The internet-delivered TV package now had 4.3 million subscribers, the company revealed in its fiscal first-quarter results, and has increased the number of networks it offers customers. Disney+, meanwhile, is pursuing a years-long plan to boost offerings in pursuit of subscriber growth, while ESPN+ shoulders significant rights costs.
Along with the streaming increases, linear expenses “may impact our second quarter results,” McCarthy said.
Linear networks will see a roughly $500 million increase in programming and production costs, McCarthy predicted, blaming “factors including Covid-related timing shifts.” Disney’s networks also aired four additional NFL games at the start of the current quarter (a result of the league expanding its season), plus this year’s Academy Awards will be in March.
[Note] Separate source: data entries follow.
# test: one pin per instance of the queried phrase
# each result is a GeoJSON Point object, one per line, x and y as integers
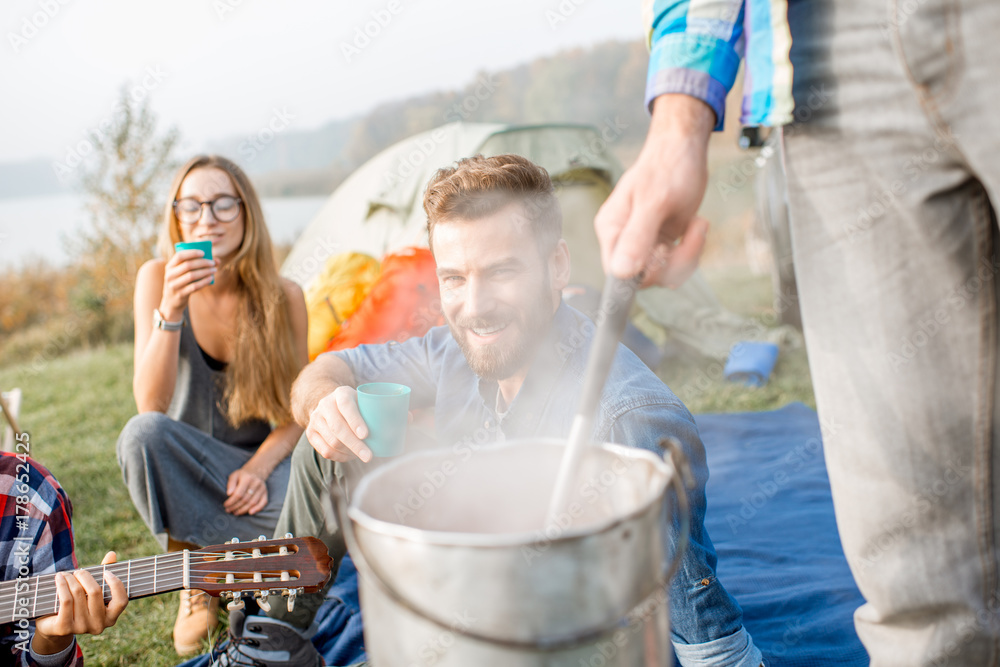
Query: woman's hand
{"type": "Point", "coordinates": [186, 273]}
{"type": "Point", "coordinates": [81, 609]}
{"type": "Point", "coordinates": [247, 491]}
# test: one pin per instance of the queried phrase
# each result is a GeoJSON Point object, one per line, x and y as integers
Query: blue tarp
{"type": "Point", "coordinates": [770, 515]}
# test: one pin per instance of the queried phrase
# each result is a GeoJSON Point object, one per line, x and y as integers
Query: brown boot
{"type": "Point", "coordinates": [197, 617]}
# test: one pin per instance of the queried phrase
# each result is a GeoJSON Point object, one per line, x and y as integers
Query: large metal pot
{"type": "Point", "coordinates": [458, 566]}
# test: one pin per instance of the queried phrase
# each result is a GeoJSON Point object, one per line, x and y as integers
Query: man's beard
{"type": "Point", "coordinates": [501, 360]}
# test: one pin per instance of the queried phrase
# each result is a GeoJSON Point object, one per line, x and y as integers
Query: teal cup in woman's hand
{"type": "Point", "coordinates": [204, 246]}
{"type": "Point", "coordinates": [385, 407]}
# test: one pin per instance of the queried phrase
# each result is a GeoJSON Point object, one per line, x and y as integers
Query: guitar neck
{"type": "Point", "coordinates": [34, 597]}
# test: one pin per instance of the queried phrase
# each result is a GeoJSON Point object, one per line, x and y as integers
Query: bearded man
{"type": "Point", "coordinates": [509, 365]}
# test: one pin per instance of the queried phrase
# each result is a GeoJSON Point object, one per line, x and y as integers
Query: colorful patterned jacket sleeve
{"type": "Point", "coordinates": [36, 537]}
{"type": "Point", "coordinates": [696, 47]}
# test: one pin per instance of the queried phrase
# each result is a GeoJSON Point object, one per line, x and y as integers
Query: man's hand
{"type": "Point", "coordinates": [246, 491]}
{"type": "Point", "coordinates": [81, 609]}
{"type": "Point", "coordinates": [336, 430]}
{"type": "Point", "coordinates": [649, 220]}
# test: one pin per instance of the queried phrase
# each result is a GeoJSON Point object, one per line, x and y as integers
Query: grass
{"type": "Point", "coordinates": [75, 405]}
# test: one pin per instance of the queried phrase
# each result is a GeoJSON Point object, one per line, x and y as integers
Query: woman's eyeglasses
{"type": "Point", "coordinates": [225, 209]}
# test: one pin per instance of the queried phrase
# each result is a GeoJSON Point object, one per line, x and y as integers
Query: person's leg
{"type": "Point", "coordinates": [304, 513]}
{"type": "Point", "coordinates": [177, 476]}
{"type": "Point", "coordinates": [894, 243]}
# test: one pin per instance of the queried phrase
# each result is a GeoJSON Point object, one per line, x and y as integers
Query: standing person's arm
{"type": "Point", "coordinates": [247, 486]}
{"type": "Point", "coordinates": [163, 286]}
{"type": "Point", "coordinates": [693, 63]}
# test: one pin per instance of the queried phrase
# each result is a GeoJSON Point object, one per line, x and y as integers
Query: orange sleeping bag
{"type": "Point", "coordinates": [335, 294]}
{"type": "Point", "coordinates": [404, 302]}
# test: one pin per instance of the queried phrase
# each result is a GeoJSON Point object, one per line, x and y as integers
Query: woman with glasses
{"type": "Point", "coordinates": [218, 343]}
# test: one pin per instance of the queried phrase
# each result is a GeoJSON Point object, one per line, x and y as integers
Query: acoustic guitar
{"type": "Point", "coordinates": [287, 567]}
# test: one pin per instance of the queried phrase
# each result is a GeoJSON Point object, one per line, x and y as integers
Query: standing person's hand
{"type": "Point", "coordinates": [81, 609]}
{"type": "Point", "coordinates": [186, 273]}
{"type": "Point", "coordinates": [649, 221]}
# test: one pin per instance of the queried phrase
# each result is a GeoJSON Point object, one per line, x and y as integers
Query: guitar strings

The 2020 Oscars had slid back to April, a different fiscal quarter, due to the pandemic.
Content Sales/Licensing and Other will also face difficult comparisons, McCarthy said. She estimated there will be a $200 million hit to operating income compared with fiscal 2021, due to the company holding back on titles for its own streaming outlets.
Asked during a conference call with analysts about the company’s outlook for breaking even on Disney+, McCarthy said there is no change to the view for break-even by fiscal 2024. She did say the company expects to have made “significant progress” by 2023.
CEO Bob Chapek said the company has achieved its goal of having at least one new title a week on Disney+, but a push is on to get to an even higher level. “It’s all about content, content, content and we are bullish about our future content going forward, not just in terms of quantity, but in terms of quality,” he said.
Achieving a “steady state” of top-shelf content coming online will give the company pricing power in the future. It has phased in significant increases to all three of its core streaming services over the past year.
As to Hulu’s on-demand business, while it reached 40.9 million subscribers, up 16% from the year-earlier period, average revenue per user dipped a bit. Asked about the state of the service, McCarthy pointed to advertising, which reached $1 billion in the quarter, and said ARPU declines reflected promotional pricing.